Wednesday, December 26, 2012

Pomes. Bullwinkle and Kerouac.

Now and again I'll buy an old comic book for no good reason. I guess I bought this one because I loved the Bullwinkle cartoons when I was a kid. And I love the Bullwinkle cartoons now. Jay Ward was one of the most talented animators to work in the days of what we call "limited animation". This was when it was just way too expensive to produce cartoons with old full animation. It's a very labor intensive product to have animators drawing and inking and coloring so many cels per minute of cartoon. So animators had to make do with less. What the best of them lacked in fluid animation they made up for by telling good yarns and drawing exceptionally funny characters.

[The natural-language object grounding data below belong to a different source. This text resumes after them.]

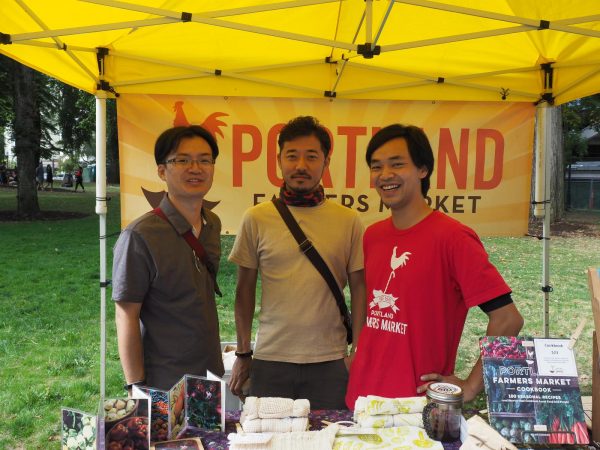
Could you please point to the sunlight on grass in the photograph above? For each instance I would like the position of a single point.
(49, 310)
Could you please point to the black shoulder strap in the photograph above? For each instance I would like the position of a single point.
(315, 258)
(195, 244)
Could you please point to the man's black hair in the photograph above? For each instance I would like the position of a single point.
(419, 148)
(305, 126)
(169, 140)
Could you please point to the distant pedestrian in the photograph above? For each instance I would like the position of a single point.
(49, 177)
(39, 175)
(3, 175)
(79, 178)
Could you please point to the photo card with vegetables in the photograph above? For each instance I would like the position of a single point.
(205, 402)
(533, 390)
(159, 413)
(127, 422)
(78, 430)
(179, 444)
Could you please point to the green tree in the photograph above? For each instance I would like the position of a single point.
(27, 127)
(579, 115)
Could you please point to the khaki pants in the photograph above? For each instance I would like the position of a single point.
(323, 384)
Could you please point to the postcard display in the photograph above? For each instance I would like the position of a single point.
(532, 390)
(151, 415)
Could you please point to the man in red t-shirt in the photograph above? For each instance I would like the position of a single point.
(423, 271)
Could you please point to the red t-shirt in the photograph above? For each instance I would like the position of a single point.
(420, 283)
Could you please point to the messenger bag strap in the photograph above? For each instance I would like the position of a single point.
(199, 251)
(315, 258)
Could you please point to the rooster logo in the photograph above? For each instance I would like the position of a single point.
(382, 299)
(212, 124)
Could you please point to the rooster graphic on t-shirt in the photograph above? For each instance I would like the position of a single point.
(382, 299)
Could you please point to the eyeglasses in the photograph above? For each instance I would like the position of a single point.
(188, 162)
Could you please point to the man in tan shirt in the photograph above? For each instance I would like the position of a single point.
(301, 349)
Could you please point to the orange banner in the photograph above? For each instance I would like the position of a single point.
(483, 153)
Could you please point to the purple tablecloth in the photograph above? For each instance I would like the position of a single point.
(214, 440)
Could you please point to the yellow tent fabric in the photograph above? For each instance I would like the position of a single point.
(477, 50)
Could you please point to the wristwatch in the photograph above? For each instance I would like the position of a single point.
(128, 387)
(244, 354)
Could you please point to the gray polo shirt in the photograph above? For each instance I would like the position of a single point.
(154, 265)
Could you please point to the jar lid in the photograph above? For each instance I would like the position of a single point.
(444, 392)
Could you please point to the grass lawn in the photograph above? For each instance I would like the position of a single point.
(49, 310)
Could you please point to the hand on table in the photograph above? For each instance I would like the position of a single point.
(239, 375)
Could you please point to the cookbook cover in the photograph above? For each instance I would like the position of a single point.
(533, 390)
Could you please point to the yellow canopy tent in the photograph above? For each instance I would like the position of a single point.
(542, 51)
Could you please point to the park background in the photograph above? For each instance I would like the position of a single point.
(50, 306)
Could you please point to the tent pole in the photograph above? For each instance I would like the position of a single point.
(101, 210)
(542, 203)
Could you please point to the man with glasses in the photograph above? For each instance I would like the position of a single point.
(164, 270)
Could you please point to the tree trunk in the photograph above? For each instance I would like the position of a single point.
(27, 127)
(557, 166)
(556, 174)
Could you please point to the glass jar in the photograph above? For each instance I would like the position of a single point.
(443, 412)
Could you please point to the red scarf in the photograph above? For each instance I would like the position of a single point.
(292, 198)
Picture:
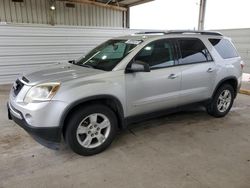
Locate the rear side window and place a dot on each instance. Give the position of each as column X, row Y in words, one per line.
column 193, row 51
column 224, row 47
column 158, row 54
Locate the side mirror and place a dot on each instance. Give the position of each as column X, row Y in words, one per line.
column 138, row 66
column 72, row 61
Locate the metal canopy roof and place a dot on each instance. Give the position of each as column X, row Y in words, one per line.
column 114, row 4
column 124, row 3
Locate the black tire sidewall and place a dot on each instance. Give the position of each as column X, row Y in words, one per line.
column 214, row 106
column 74, row 122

Enter Jay Ward. His cartoons are funny to everyone. Kids laugh at them. Grownups laugh at them. He was exceptional at slipping in-jokes past the censors. Among the creations of his studio were, of course, Rocky & Bullwinkle, Crusader Rabbit, Dudley Do Right, George of the Jungle, Tom Slick, Super Chicken, and (my favorite) Roger Ramjet.

I picked up this comic on a whim. I'd never seen one--or had seen it so long ago that I'd forgotten about it. Mainly, I was curious if the writing was going to be similar to that of the cartoon. There must have been some input from Jay Ward Productions, because the stories are indeed quite funny. The kind of thing I'd expect to have seen and heard in a Jay Ward cartoon.

It's in pretty good condition, and I'm glad I picked it up. I only paid a few dollars for it. Into the collection it goes.


Even the back covers of many Dell Comic books had simple stories on them.


2 comments:

Henry R. Kujawa said...

The one BULLWINKLE comic I had as a kid was where he supposedly inherited an old (haunted!) mansion in Mooslevania. The main story was serialized throughout the comic, interspersed with other stories, just like on the TV show. As a kid, it took me "forever" to read all the way thru the thing! So of course, I loved it. It wasn't just a comic-- it was like an "event".

James Robert Smith said...

I wonder which issue that was. Could it have been one of the giant-size comics?